COVID-19 Resources

Resources for contractors impacted by COVID-19 related layoffs.

As we navigate the challenges posed by the spread of COVID-19, we remain dedicated to supporting our clients and our flexible workforce population which supports our clients.  During these uncertain times, TalentWave is committed to keeping you informed about relief which may be available to you. The resource information below should not be construed as legal or tax advice, but rather a source of information which may be useful to you and your families. 

Mortgage Forgiveness
  • Check with your individual lender
    • California Gov. Gavin Newsom said Wednesday that four of the nation’s five biggest banks (Wells Fargo, U.S. Bank, Citibank and J.P. Morgan Chase) and more than 200 state-chartered banks and credit unions have committed to 90-day mortgage waivers “for those that have been impacted by COVID-19.
    • Freddie Mac and Fannie Mae have also said they would allow forbearance options to borrowers affected by the pandemic. Forbearance means your mortgage payments can be suspended for up to 12 months because of economic hardship that was caused by the coronavirus outbreak. The two agencies back about half of all mortgages in the U.S.
Rent Forgiveness
  • Currently, there is no order on this but there are eviction moratoriums depending on location, so while you may be unable to pay your rent, your landlord may not evict you for a certain time period due to pandemic.
    • What to do if you cannot pay your rent:
      • Check your local/state government website for any eviction moratorium or support during this time
      • Contact your landlord
      • Document your inability to pay in writing
Student Loan Interest Pause and Forbearance
  • Check to see what kind of student loans you have: Federal vs. Private
  • Federal Student Loan Interest Pause:
    • The CARES Act includes a 6-month payment pause and interest waiver for certain federal student loans that are owned by the U.S. Department of Education.
    • The payment pause ends on September 30, 2020.
      • This pause only applies to certain types of Federal Loans:
        • Federal Direct Stafford Loans, Federal Direct Parent PLUS Loans, Federal Direct Grad PLUS Loans, and Federal Direct Consolidation Loans
        • If your federal student loans are eligible, you do not need to do anything to pause the payments on your eligible loans. The payment pause and interest waiver will be automatic. You do not need to apply for the payment pause.
      • What kind of loans are not eligible?
        • Private loans
        • If you have private loans, you should contact your individual lender to discuss forbearance or deferment options. Many private lenders are offering forbearance and interest pause options. You do need to contact your lender in order to be considered for a forbearance or interest pause.
        • Some Federal Perkins Loans are not eligible, even if the loans are held by the federal government.
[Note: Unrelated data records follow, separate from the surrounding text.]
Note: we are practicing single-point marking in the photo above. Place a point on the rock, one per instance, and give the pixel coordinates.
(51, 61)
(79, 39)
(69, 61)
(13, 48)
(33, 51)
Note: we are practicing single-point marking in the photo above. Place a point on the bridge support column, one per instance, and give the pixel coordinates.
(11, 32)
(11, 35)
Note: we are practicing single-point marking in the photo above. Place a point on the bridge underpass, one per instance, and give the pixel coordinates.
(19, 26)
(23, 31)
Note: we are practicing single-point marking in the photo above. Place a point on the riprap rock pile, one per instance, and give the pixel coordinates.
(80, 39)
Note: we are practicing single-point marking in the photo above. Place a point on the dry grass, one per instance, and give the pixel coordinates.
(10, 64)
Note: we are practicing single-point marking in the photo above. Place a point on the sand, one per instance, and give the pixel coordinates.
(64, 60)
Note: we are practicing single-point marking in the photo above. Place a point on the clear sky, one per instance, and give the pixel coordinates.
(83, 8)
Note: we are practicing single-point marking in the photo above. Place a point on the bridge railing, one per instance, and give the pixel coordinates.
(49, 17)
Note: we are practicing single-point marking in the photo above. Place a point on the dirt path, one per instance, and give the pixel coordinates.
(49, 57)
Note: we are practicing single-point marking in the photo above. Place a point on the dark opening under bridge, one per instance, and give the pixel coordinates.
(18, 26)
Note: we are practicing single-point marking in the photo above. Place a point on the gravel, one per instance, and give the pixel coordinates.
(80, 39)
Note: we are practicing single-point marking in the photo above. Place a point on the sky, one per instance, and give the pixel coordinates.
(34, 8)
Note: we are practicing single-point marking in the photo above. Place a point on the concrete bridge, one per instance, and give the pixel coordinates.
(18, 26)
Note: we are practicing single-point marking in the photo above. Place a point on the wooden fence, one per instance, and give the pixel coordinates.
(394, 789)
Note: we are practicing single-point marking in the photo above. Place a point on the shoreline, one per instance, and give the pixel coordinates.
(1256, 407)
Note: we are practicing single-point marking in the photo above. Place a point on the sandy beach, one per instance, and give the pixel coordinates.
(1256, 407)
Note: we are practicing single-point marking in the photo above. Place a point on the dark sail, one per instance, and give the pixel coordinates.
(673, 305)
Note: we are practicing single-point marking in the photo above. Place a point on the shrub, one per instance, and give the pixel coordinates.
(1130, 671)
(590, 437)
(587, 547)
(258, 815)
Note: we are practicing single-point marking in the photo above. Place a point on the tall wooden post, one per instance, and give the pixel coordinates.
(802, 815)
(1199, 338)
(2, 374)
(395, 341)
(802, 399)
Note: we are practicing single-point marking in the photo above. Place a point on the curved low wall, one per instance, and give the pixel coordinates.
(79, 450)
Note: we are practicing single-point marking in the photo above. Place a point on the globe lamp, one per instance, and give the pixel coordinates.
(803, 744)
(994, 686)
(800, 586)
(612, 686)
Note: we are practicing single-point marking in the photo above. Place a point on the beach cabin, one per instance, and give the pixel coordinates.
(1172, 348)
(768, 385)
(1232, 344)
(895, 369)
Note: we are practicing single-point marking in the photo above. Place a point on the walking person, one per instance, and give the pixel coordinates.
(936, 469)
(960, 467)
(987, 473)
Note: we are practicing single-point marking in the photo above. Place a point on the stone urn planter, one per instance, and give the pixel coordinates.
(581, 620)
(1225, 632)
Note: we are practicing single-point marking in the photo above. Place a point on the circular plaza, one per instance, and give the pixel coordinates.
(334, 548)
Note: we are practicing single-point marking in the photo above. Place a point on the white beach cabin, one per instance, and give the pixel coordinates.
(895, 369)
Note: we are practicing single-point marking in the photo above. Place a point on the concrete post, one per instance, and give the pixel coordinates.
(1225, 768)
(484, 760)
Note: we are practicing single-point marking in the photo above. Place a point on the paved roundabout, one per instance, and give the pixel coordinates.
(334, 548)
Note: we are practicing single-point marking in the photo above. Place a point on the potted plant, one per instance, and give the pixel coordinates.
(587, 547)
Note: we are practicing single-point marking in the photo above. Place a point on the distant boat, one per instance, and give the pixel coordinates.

Some Federal Perkins Loans are held by your individual college or university. Be sure to check who holds your Federal Perkins Loans to determine eligibility.
        • Federal education loans that are ineligible for the payment pause may qualify for a different type of payment pause, such as an economic hardship deferment, unemployment deferment or a forbearance.
      • Federal Student Loan Forbearance
        • Your payments will automatically stop from March 13, 2020, through Sept. 30, 2020. To provide relief to student loan borrowers during the COVID-19 national emergency, federal student loan borrowers are automatically being placed in an administrative forbearance, which allows you to temporarily stop making your monthly loan payment. This suspension of payments will last until Sept. 30, 2020, but you can still make payments if you choose.
        • Remember that this is only for federal student loans. If you have private loans, there is no automatic forbearance. You will need to contact your individual lender to discuss forbearance options.
401k Hardship Withdrawal
  • The CARES Act allows you to take a withdrawal of up to $100,000 from your retirement savings, including 401(k)s or individual retirement accounts, without the typical penalty.
  • You may also avoid taxes on the withdrawal if the money is put back in the account within three years. If it can’t be returned, taxes can be paid over three years.
State Unemployment
Federal Unemployment Under CARES
  • Who does it apply to?
    • Individuals who are already eligible for Unemployment Compensation under State Law. Under Section 2104 of the Act, individuals who are otherwise eligible for unemployment benefits under state or federal law will receive $600 per week, in addition to their regular unemployment compensation under state law, through July 2020.
  • How long do I have to wait to file?
    • Check your state unemployment website. Under Section 2105, if a state waives its standard one-week waiting period requirement, thus paying recipients as soon as they become unemployed, the federal government will fund the cost of that first week of benefits.
  • What happens when my state unemployment runs out and I am still unemployed?
    • Under Section 2107, if individuals remain unemployed after their state employment benefits are exhausted, the federal government will fund up to 13 weeks of additional unemployment benefits – thereby increasing to 39 weeks the 26-week maximum common under most states’ unemployment laws – at a weekly rate of $600 during that 13-week period.
  • Where do I file?
    • You can file through your state unemployment website. Note many states are experiencing delays due to high volume as well as awaiting guidance from the Department of Labor on how to implement CARES claim filing. Check your state unemployment website for more specific details.